Corporate Governance

Charter Of The Board Of Directors

The Board is responsible for the stewardship of the Company and for the oversight of its management and affairs.

Directors shall exercise their best business judgment in a manner consistent with their fiduciary duties. The Board’s primary responsibilities, which are discharged directly and through delegation to its Committees, include the following:

  • to act honestly and in good faith with a view to the best interests of the Company
  • to exercise due care, diligence and skill that reasonably prudent persons would exercise in comparable circumstances
  • consistent with its responsibilities to the Company, to further the interests of the shareholders
  • to consider business opportunities and risks, and to adopt strategic plans from time to time
  • to identify the principal risks of the Company’s business, and to implement appropriate system to manage these risks
  • to develop an investor relations and shareholder communications policy for the Company
  • to oversee management’s adoption of effective internal control and management information systems
  • to review and approve annual and quarterly financial statements and the publication thereof by management
  • to approve operating plans and any capital budget plans
  • to select and approve all key executive appointments, and to monitor executive development
  • to develop the Company’s approach to corporate governance, including establishing a set of corporate governance principles and guidelines that are specifically applicable to the Company
  • to adopt a code of conduct to govern employees and management in their activities for and on behalf of the Company
  • to promote a culture of integrity throughout the Company consistent with the adopted code of conduct
  • to take action on issues that by law or practice require the independent action of a Board or one of its Committees
  • to oversee management in its implementation of effective programs to provide a safe work environment, to employ sound environmental practices, and to operate in accordance with applicable laws, regulations and permits
  • to oversee management in its implementation of an effective communications policy with regard to investors, employees, the communities in which it operates and the governments of those communities

Corporate Governance Committee Charter

The Corporate Governance Committee of the Board of Directors consists of at least three independent directors.

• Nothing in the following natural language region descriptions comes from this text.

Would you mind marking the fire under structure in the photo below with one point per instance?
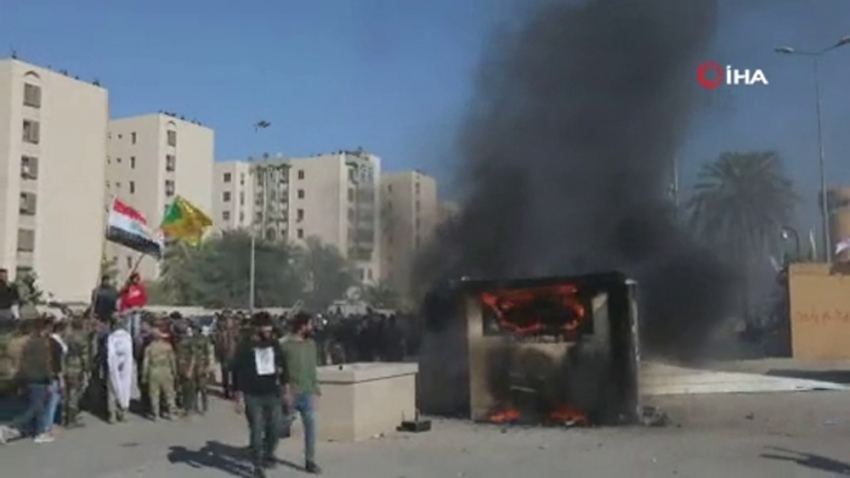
(560, 351)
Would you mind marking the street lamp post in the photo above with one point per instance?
(815, 56)
(789, 232)
(252, 287)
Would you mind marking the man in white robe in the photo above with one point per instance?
(121, 366)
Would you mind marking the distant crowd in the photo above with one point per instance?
(86, 362)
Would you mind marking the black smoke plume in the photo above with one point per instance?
(567, 157)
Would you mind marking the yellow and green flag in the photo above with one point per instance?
(183, 221)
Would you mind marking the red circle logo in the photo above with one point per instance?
(705, 70)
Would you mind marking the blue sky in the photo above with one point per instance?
(394, 76)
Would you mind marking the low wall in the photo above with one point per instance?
(820, 312)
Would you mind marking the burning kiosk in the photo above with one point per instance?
(560, 350)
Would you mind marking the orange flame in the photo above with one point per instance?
(505, 416)
(503, 301)
(567, 414)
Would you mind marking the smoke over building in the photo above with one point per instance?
(566, 156)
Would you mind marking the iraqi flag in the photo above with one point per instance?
(128, 227)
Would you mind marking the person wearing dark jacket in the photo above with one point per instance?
(259, 380)
(40, 366)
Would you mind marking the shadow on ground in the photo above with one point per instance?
(808, 460)
(834, 376)
(232, 460)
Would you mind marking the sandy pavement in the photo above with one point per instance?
(773, 435)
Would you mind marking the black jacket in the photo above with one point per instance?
(244, 366)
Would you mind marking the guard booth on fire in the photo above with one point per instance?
(542, 350)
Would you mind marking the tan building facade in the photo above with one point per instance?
(411, 213)
(53, 153)
(333, 197)
(151, 159)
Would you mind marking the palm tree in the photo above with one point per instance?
(741, 202)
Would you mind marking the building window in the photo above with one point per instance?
(31, 132)
(29, 167)
(27, 204)
(26, 240)
(32, 95)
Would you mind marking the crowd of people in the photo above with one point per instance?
(267, 366)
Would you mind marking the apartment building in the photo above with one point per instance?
(152, 158)
(333, 197)
(53, 151)
(447, 211)
(410, 214)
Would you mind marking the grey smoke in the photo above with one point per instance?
(567, 154)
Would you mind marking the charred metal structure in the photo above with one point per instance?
(546, 350)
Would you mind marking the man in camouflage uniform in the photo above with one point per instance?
(159, 369)
(184, 356)
(78, 361)
(226, 340)
(8, 366)
(201, 369)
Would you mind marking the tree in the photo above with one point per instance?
(327, 274)
(741, 202)
(382, 294)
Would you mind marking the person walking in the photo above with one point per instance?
(40, 366)
(77, 367)
(259, 380)
(302, 389)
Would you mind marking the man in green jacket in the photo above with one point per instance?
(302, 388)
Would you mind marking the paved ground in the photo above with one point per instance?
(802, 434)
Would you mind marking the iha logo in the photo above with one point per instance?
(711, 74)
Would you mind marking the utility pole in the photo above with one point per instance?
(252, 287)
(816, 56)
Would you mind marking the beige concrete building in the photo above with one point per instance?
(53, 154)
(333, 197)
(152, 158)
(447, 210)
(410, 213)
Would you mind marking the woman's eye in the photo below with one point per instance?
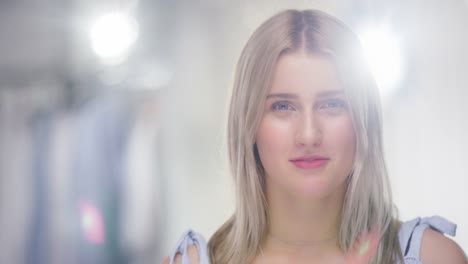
(281, 106)
(332, 104)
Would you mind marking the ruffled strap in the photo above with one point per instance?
(411, 234)
(191, 238)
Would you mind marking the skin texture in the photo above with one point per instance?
(305, 204)
(305, 113)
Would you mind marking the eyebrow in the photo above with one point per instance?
(293, 96)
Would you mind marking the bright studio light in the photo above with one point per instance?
(383, 53)
(112, 35)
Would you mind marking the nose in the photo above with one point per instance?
(308, 131)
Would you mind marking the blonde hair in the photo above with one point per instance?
(368, 202)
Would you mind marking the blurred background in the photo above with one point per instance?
(112, 116)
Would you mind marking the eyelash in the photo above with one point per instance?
(275, 106)
(331, 104)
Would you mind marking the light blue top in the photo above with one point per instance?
(410, 237)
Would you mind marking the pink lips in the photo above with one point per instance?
(310, 162)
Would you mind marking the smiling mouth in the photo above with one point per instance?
(310, 162)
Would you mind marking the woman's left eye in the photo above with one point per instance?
(282, 106)
(332, 104)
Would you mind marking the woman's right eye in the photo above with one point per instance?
(281, 106)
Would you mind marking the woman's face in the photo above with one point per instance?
(306, 139)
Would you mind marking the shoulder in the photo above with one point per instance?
(192, 254)
(437, 248)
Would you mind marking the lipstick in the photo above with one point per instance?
(310, 162)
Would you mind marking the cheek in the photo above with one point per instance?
(343, 139)
(272, 141)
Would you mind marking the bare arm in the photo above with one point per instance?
(437, 248)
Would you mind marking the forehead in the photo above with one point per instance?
(301, 72)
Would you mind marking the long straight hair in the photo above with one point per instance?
(368, 202)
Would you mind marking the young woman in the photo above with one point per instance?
(305, 150)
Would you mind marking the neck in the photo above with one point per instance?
(303, 222)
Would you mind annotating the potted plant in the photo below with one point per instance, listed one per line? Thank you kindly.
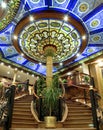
(51, 96)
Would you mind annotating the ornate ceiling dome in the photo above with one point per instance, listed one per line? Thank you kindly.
(8, 10)
(49, 28)
(72, 27)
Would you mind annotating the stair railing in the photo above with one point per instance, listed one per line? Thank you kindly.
(89, 98)
(7, 107)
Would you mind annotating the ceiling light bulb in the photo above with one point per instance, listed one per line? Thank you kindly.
(66, 18)
(3, 4)
(31, 18)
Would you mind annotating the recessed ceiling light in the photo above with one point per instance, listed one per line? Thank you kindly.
(15, 37)
(3, 4)
(22, 54)
(8, 72)
(18, 76)
(22, 71)
(9, 66)
(40, 63)
(61, 64)
(78, 54)
(27, 73)
(15, 69)
(2, 63)
(65, 18)
(69, 73)
(32, 75)
(100, 64)
(31, 18)
(84, 37)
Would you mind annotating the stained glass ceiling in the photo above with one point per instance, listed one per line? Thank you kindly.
(73, 27)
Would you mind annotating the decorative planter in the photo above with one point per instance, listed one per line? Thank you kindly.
(50, 122)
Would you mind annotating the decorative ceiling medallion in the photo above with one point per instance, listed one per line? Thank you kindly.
(94, 23)
(49, 29)
(60, 1)
(9, 13)
(83, 7)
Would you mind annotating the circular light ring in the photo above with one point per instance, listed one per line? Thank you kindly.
(8, 14)
(57, 16)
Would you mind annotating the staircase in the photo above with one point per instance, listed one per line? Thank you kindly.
(22, 116)
(79, 117)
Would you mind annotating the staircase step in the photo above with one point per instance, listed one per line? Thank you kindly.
(24, 125)
(51, 129)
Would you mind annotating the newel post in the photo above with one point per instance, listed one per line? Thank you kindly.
(93, 106)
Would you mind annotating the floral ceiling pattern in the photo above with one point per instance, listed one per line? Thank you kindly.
(81, 33)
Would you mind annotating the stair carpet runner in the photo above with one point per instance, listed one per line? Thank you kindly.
(79, 116)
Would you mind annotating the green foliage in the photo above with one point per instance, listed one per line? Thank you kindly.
(87, 79)
(50, 97)
(41, 84)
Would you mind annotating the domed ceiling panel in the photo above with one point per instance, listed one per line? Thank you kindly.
(88, 13)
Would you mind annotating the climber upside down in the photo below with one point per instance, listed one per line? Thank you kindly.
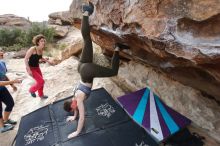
(88, 71)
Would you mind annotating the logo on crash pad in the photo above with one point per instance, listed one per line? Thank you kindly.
(105, 110)
(141, 144)
(36, 134)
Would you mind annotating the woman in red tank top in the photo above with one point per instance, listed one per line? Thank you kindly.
(32, 59)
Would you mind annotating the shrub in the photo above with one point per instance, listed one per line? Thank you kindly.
(14, 38)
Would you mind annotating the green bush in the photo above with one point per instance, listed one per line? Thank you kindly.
(14, 39)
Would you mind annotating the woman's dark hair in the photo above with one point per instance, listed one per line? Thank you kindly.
(67, 106)
(37, 38)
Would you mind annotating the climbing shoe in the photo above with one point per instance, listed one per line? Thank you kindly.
(88, 7)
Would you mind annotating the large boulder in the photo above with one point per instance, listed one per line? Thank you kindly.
(180, 38)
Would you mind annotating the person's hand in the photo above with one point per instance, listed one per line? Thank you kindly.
(74, 134)
(70, 118)
(16, 81)
(14, 88)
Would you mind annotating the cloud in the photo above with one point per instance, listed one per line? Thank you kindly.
(36, 10)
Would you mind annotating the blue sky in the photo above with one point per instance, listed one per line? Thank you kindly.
(36, 10)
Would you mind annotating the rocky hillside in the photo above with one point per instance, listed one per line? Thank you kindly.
(12, 21)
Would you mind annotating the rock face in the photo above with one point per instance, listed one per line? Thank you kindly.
(180, 38)
(11, 21)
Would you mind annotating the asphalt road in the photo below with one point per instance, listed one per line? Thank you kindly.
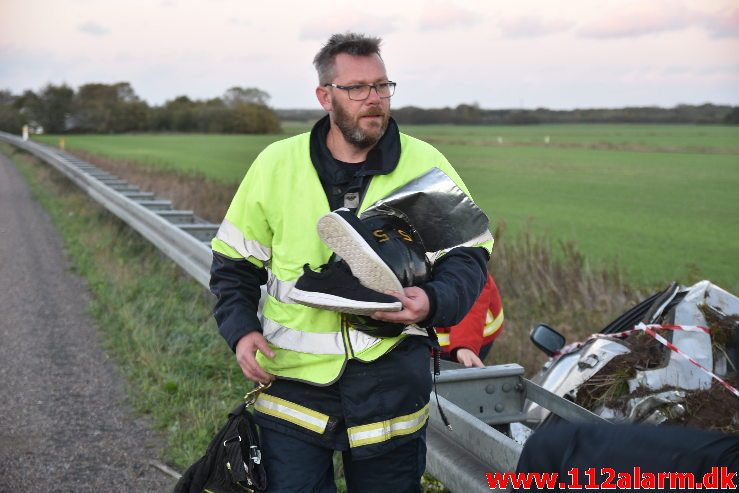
(64, 423)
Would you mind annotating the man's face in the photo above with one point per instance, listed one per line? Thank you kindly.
(362, 123)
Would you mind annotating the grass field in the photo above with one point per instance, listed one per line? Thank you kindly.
(655, 200)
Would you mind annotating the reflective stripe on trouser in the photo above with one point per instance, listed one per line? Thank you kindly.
(385, 430)
(294, 413)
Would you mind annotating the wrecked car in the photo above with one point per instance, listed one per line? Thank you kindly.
(670, 359)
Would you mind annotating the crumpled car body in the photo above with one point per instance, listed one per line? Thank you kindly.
(662, 388)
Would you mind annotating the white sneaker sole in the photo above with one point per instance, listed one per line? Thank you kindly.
(363, 261)
(339, 304)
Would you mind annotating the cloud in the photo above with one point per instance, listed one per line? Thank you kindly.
(93, 29)
(322, 28)
(640, 20)
(530, 26)
(723, 24)
(438, 17)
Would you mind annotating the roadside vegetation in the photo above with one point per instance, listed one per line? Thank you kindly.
(157, 322)
(655, 200)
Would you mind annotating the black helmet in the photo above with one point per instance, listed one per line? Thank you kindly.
(401, 248)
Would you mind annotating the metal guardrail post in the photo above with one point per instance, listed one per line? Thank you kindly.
(493, 395)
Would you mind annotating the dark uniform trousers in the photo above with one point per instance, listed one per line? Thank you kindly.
(397, 384)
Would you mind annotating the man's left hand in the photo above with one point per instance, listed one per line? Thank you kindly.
(415, 307)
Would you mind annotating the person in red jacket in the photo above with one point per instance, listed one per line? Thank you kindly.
(470, 340)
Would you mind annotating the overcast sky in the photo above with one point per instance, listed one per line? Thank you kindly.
(497, 53)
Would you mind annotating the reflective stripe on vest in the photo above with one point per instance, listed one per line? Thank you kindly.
(278, 289)
(289, 411)
(314, 342)
(230, 235)
(492, 323)
(385, 430)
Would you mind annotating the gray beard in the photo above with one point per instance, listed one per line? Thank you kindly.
(353, 134)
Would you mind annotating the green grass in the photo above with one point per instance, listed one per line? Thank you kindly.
(654, 199)
(154, 320)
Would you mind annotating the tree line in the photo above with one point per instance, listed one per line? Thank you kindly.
(472, 114)
(115, 108)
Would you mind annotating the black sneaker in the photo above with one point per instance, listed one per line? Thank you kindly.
(344, 234)
(335, 288)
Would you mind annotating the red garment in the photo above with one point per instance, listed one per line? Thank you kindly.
(480, 326)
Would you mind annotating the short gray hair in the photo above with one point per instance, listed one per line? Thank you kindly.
(350, 43)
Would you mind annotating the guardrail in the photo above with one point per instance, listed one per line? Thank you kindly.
(476, 401)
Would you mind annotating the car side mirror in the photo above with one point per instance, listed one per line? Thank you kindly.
(547, 339)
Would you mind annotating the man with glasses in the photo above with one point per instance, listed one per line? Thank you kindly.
(334, 388)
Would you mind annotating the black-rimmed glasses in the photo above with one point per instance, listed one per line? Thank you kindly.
(360, 92)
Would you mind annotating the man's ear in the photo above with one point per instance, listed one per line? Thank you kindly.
(324, 98)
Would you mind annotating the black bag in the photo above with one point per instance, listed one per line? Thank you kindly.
(233, 461)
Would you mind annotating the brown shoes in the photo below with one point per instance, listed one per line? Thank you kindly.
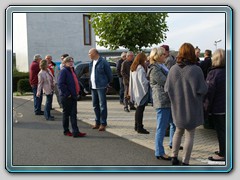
(99, 127)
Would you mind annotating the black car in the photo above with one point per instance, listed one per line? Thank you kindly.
(82, 72)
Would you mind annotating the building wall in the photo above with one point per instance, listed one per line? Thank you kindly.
(20, 41)
(54, 34)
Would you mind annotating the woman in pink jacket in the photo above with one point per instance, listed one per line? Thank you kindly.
(46, 83)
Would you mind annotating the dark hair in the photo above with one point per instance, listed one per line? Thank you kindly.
(65, 55)
(186, 53)
(208, 52)
(139, 59)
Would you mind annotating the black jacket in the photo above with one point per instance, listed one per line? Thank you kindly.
(215, 99)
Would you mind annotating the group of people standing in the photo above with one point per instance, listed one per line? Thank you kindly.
(183, 91)
(180, 90)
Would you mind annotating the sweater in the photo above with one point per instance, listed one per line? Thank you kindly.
(186, 88)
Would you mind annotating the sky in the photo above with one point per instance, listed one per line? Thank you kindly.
(199, 29)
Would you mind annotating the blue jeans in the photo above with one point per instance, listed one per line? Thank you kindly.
(37, 100)
(171, 129)
(121, 91)
(163, 119)
(48, 105)
(99, 101)
(69, 105)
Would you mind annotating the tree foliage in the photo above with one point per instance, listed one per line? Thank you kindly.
(129, 30)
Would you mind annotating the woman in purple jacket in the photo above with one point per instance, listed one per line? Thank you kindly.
(215, 101)
(68, 90)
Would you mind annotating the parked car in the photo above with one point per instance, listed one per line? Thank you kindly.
(82, 72)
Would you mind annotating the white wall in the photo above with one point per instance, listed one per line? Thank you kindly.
(49, 33)
(56, 34)
(20, 41)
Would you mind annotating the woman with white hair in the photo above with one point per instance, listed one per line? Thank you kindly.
(215, 101)
(161, 102)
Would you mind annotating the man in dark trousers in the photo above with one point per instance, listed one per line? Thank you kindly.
(100, 77)
(119, 65)
(207, 63)
(33, 80)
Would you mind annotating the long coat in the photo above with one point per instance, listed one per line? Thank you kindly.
(138, 85)
(158, 78)
(186, 88)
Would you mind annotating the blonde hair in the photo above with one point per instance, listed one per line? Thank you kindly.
(218, 58)
(67, 59)
(155, 54)
(43, 64)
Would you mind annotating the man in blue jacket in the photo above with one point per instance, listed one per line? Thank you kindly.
(68, 90)
(100, 77)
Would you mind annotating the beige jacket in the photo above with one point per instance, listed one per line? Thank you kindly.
(46, 82)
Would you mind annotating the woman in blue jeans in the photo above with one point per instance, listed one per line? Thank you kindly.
(161, 102)
(46, 83)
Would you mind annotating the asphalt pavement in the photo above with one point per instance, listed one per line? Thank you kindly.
(37, 142)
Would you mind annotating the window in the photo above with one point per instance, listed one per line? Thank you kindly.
(86, 30)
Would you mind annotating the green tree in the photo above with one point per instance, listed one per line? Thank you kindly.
(129, 30)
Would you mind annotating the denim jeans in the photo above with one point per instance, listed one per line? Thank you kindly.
(171, 129)
(99, 101)
(220, 126)
(121, 91)
(163, 118)
(69, 105)
(48, 105)
(36, 100)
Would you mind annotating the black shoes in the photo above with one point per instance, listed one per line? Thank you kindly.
(132, 108)
(164, 157)
(51, 118)
(126, 109)
(142, 131)
(175, 161)
(39, 113)
(180, 148)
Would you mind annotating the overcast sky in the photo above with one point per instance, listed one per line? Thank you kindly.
(199, 29)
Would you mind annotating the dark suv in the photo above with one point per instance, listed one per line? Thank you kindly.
(82, 72)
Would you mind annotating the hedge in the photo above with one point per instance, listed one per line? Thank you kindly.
(23, 86)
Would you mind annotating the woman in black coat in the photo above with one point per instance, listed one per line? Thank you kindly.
(215, 101)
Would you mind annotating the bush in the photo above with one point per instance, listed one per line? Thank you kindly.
(16, 77)
(23, 86)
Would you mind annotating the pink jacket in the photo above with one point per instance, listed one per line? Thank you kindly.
(45, 82)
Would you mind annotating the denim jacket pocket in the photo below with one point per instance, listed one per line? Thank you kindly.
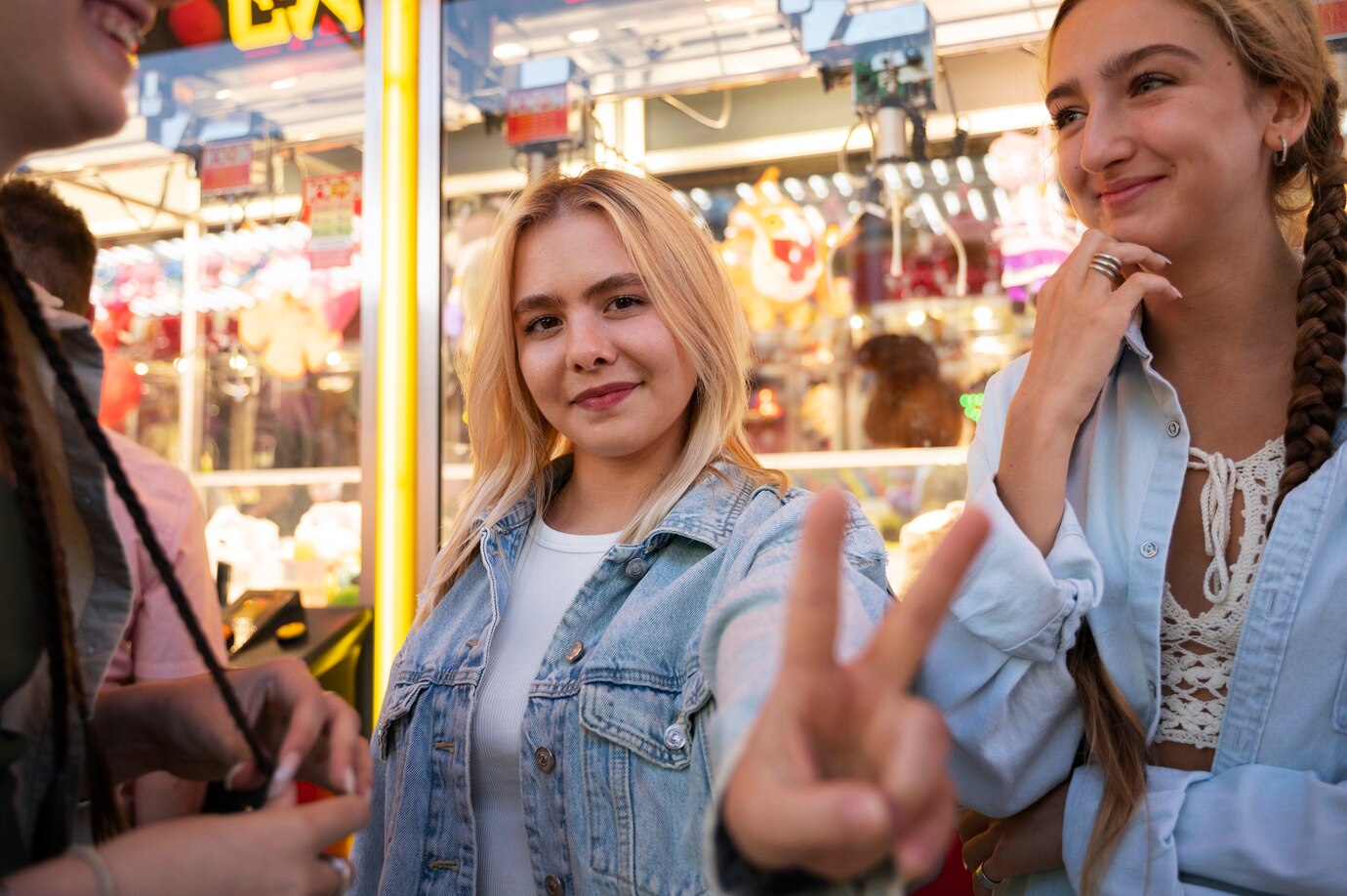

The Committee meets at least annually, or more frequently as required.

The Committee’s mandate is to assist the Board in establishing and maintaining a sound system of corporate governance through a process of continuing assessment and enhancement.

The Committee’s duties and responsibilities are:

  • to advise the Chairman of the Board and the Board of directors on matters of corporate governance, including adherence to any governance guidelines or rules established by applicable regulatory authorities
  • to advise the Board on issues of conflict of interest for individual directors
  • to examine the effectiveness of the Company’s corporate governance practices at least annually and to propose such procedures and policies as the Committee believes are appropriate to ensure that the Board functions independently of management, management is accountable to the Board and procedures are in place to monitor the effectiveness of performance of the Board, committees of the Board and individual directors
  • to develop and conduct an annual Board self-evaluation process
  • to develop and review with the Board annual Board goals or improvement priorities
  • to identify and to recommend to the Board suitable candidates for nomination as new directors, and to review the credentials of directors standing for re-election
  • with assistance of management, to organize and provide an orientation program for new directors where appropriate
  • to periodically review the mandates of the Board and committees of the Board and determine what additional committees of the Board, if any, are required or appropriate
  • to develop such codes of conduct and other policies as are appropriate to deal with the confidentiality of the Company’s information, insider trading and the Company’s timely disclosure and other public Company obligations
  • to take such other steps as the Committee decides are appropriate, in consultation with the Board, to ensure that proper corporate governance practices are in place for the Company, with reference to the TSX guidelines or recommendations and other regulatory requirements on corporate governance
  • to review its charter and assess annually the adequacy of this mandate, the effectiveness of its performance and, when necessary, to recommend changes to the Board of Directors for its approval

A complete copy of the companies corporate governence charter is available upon request.